Oh, been there, did that (and it hurt, too!).
For some years I was receiving files from clients that were supposed to be text only, no special characters, no junk. But, as we all know, Microsoft users don't know a slash from a back slant and...
I developed a front-end filtering utility that all received files passed through to eliminate every bad character users could come up with, \, ^, tab, back space (yes, back space) and who knows what all. Kept a lot of crap out of our data bases.
I believe that doing this in SQL is going to be extremely difficult, even if you use the C-API (it's probably doable but, wow, what a pain).

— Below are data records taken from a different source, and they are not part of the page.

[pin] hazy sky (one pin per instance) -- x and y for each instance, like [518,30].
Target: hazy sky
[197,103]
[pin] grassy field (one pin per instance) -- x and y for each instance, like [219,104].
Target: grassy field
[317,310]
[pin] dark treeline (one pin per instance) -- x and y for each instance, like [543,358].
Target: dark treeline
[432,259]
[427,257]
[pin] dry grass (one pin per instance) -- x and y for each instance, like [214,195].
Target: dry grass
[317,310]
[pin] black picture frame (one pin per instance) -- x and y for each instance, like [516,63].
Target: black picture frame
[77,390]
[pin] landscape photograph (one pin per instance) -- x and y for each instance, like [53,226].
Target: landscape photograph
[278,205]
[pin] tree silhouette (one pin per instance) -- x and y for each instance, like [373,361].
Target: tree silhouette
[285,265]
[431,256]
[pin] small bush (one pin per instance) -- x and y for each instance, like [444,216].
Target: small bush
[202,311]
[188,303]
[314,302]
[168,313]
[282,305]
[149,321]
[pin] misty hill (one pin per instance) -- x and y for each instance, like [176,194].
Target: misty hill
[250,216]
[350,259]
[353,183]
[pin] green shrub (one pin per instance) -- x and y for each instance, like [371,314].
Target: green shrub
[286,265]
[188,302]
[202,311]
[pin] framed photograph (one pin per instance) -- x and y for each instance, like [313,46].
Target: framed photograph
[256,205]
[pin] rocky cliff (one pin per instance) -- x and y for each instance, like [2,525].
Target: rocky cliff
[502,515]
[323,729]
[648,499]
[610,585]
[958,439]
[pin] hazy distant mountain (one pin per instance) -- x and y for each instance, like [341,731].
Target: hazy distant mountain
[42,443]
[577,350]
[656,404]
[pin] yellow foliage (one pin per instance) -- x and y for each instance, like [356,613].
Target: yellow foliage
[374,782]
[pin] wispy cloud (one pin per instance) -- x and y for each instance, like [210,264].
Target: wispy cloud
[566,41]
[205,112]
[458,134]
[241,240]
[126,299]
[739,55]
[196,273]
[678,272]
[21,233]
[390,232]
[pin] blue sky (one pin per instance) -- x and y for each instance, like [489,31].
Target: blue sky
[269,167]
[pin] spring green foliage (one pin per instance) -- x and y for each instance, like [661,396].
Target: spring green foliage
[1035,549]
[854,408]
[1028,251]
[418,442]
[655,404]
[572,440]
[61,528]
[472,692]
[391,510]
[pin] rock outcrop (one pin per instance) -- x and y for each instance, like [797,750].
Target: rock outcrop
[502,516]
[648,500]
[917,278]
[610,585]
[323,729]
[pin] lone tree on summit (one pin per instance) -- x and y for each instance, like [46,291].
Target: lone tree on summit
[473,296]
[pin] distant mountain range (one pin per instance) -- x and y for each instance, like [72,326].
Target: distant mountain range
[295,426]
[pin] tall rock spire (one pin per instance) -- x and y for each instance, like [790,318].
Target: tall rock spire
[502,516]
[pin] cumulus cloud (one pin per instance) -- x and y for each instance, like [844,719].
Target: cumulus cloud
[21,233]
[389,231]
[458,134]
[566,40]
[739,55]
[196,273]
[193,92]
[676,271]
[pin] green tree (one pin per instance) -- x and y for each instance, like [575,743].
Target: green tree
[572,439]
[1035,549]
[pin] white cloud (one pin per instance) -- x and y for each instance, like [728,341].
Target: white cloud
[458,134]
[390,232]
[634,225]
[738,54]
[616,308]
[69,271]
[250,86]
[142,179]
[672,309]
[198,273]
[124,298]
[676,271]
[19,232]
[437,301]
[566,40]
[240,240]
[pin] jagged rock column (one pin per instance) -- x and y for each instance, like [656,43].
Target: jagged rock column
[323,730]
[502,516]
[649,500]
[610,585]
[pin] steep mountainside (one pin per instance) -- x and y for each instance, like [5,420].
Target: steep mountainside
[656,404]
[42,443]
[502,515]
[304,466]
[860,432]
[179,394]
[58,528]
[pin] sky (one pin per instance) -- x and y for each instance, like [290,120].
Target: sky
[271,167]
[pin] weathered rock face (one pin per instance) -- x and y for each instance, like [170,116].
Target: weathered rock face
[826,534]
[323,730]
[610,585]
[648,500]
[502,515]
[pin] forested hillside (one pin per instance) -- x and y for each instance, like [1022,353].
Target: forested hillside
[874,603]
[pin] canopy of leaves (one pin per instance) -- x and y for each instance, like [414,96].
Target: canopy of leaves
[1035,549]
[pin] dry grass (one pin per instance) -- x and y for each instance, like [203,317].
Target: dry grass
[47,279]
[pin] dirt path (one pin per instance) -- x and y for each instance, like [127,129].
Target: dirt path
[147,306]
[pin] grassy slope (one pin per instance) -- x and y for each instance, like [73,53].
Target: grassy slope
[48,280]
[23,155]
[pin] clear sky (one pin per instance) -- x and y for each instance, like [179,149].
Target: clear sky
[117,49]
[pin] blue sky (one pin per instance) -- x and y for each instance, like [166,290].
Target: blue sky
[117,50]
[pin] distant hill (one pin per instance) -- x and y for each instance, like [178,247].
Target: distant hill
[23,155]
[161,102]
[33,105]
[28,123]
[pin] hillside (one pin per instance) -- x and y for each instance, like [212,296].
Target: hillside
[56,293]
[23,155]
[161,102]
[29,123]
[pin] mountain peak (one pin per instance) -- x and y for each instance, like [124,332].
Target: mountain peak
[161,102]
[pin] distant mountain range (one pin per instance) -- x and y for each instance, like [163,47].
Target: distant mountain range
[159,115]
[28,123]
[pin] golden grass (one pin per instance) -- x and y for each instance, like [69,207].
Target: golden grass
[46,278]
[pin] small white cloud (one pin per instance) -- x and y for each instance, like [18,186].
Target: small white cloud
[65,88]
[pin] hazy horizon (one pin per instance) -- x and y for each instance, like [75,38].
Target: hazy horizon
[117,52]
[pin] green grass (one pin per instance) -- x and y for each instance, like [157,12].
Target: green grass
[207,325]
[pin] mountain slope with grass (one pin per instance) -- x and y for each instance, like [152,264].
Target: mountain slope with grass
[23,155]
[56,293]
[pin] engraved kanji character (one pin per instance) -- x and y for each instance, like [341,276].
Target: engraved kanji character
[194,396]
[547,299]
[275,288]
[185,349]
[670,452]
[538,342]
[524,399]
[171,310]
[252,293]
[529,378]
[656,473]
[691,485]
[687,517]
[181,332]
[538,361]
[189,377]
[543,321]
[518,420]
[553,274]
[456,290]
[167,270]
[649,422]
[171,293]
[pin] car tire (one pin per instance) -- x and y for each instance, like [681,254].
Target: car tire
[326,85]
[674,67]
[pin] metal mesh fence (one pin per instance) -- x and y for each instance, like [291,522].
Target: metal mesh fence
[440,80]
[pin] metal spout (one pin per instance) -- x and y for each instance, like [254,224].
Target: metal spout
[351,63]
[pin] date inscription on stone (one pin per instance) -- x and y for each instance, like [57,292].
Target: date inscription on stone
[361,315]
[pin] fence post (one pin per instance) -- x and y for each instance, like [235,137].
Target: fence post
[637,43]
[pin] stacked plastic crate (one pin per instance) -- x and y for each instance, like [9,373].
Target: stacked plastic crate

I suspect that the easy way is to unload your affected tables to text files and use one of the editors,
sed for example, to clean up the mess. You could write a little C filter program that deletes non-ASCII characters or perhaps make use of this sample program (a subset of the "big" front end filter):
Code:
#include <stdio.h>
#include <stdlib.h>
#include <unistd.h>
#ifndef TRUE
# define TRUE 1
#endif
#ifndef FALSE
# define FALSE 0
#endif
void main (int argc, char *argv [])
{
int c;
int error = FALSE; /* error flag */
int line = 1; /* number of lines */
int ropt = FALSE; /* remove */
int sopt = FALSE; /* replace with blank */
int wopt = FALSE; /* warn */
FILE *infile, *outfile;
/* process command line options */
while ((c = getopt (argc, argv, "rsw?")) != EOF) {
switch (c) {
case 'r':
ropt = TRUE;
break;
case 's':
sopt = TRUE;
break;
case 'w':
wopt = TRUE;
break;
case '?':
error = TRUE;
break;
default:
error = TRUE;
break;
}
}
if (error || (ropt && sopt)) {
(void) fprintf (stderr,
"usage:\t%s [-r remove] [-s sub] [-w warn] [file]\n",
argv [0]);
exit (1);
}
if (optind == argc) {
infile = stdin;
} else {
if ((infile = fopen (argv [optind], "r")) == (FILE *) NULL) {
(void) fprintf (stderr, "can't open %s\n", argv [optind]);
exit (2);
}
}
/* make the output file stdout */
outfile = stdout;
/* while there are characters to get... */
while ((c = getc (infile)) != EOF) {
/* new line is ok */
if (c == '\n') {
line++;
/* tab and form feed are ok */
} else if (c != '\t' &&
c != '\f' &&
(c < 32 || c > 126)) {
/* warn about it? */
if (wopt) {
if (c < 32) {
(void) fprintf (stderr,
"at line %d, Ctrl-%c (0x%03o)\n",
line, c+64, c);
} else {
(void) fprintf (stderr,
"at line %d, 0x%04o\n",
line, c);
}
}
if (ropt) { /* remove it */
continue;
} else if (sopt) { /* substitute it */
c = ' ';
}
}
(void) putc (c, outfile);
}
}
Save the above as, oh,
filter.c and compile it with
Code:
cc -o filter filter.c
The usage is
Code:
usage: filter [-r remove] [-s sub] [-w warn] infile
So you would execute it with one of those options; -r removes bad characters, -s substitutes a bad character with a blank, w= warns you where bad characters appear in your file. The output is to standard out, so
Code:
filter -r infile > outfile
Feel free to fiddle with it; it's yours to do with what you wish.
Hope this helps some.